When does it end? The Pain, Frustration, and all the other crap that goes with Fibromyalgia.

Some days are harder than others to maintain a smile and be happy go lucky. I think back in days gone by of how I would climb the rocks in the foothills or go camping with the kids and shoot my bow and just have a great time. Now I go fishing for a few hours and I’m laid up for a day and a half trying to rest and relieve the Fibromyalgia pain in my body. This is so stupid! I feel like my silver lining is fading, I mean how long can a person stay focused on tomorrow? Of course that is me just venting, really I have no other choice than to remember tomorrow is another day.

I remember reading that with knowledge comes the responsibility to own the information. What I mean is that once I learn something new I have the obligation to apply the info to my life or however it is going to be used. I can’t plead the 5th…I am responsible for me and the choices I make. This is true for my disorder too. I know what hurts or doesn’t so shame on me if I knowingly do something I know will have negative consequences. This is holding myself accountable to my actions.

Whether or not I have knowledge I still want to participate in outdoor activities so what am I supposed to do??

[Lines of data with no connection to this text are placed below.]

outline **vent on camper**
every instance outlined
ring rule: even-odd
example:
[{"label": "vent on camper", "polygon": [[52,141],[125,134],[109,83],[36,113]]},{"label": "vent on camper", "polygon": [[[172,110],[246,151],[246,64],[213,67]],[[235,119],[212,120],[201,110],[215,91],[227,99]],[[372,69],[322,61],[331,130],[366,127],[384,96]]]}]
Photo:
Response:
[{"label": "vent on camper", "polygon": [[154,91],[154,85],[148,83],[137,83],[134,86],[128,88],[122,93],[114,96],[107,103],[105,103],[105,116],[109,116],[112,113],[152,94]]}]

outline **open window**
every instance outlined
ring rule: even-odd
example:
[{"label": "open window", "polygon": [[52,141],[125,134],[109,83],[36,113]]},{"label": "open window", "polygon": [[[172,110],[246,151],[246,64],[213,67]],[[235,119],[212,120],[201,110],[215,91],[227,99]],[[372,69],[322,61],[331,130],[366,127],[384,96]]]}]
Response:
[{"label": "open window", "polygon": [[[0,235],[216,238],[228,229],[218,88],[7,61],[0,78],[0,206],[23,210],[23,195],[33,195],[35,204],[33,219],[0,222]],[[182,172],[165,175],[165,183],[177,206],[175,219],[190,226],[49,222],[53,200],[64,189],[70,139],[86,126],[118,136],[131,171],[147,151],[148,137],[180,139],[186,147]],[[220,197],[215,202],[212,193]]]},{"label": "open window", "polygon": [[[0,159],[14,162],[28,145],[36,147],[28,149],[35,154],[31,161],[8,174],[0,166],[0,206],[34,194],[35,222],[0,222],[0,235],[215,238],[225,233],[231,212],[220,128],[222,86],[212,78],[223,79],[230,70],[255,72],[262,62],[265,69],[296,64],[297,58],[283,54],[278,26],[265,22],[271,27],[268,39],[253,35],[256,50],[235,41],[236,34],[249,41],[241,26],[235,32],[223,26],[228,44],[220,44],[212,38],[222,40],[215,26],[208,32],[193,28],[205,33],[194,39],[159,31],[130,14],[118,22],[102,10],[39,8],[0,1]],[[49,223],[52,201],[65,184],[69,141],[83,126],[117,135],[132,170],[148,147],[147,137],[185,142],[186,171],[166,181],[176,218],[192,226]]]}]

I guess I have to learn my limitations now. Like maybe not Billy goatin around on an island of rocks, while wading across a low section of a lake to access it. Or moving a large potted tree because I have an image of being super woman in my head. I don’t want to sit on the side lines and watch life go by. I really don’t like this condition.

I wake up and my spine from my tailbone to neck feels like someone has in a vice and/or I can barely lift my arms to brush my hair, among many other aches and pains. Days like this cause me to want to go back to bed and hit the redo button. A change in meds again and hopefully this will be the one that works. Who the hell knows, not me and obviously not to doctors.

My post today has really no meaning except for me to vent my frustrations to the world even though I know there is not a darn thing anyone can do. It seems like there’s not a whole lot even I can do. I know, lock myself in a room and stay in bed forever, maybe that won’t hurt. Now I’m whining, no time for that. I’m sure we all have our bad days but I just want mine to end so I can live! It doesn’t seem like much to ask, but whatever, I guess I’m along for the ride. I’m sure in the end, if there is one and it’s not my death, I will have learned something out of all of this.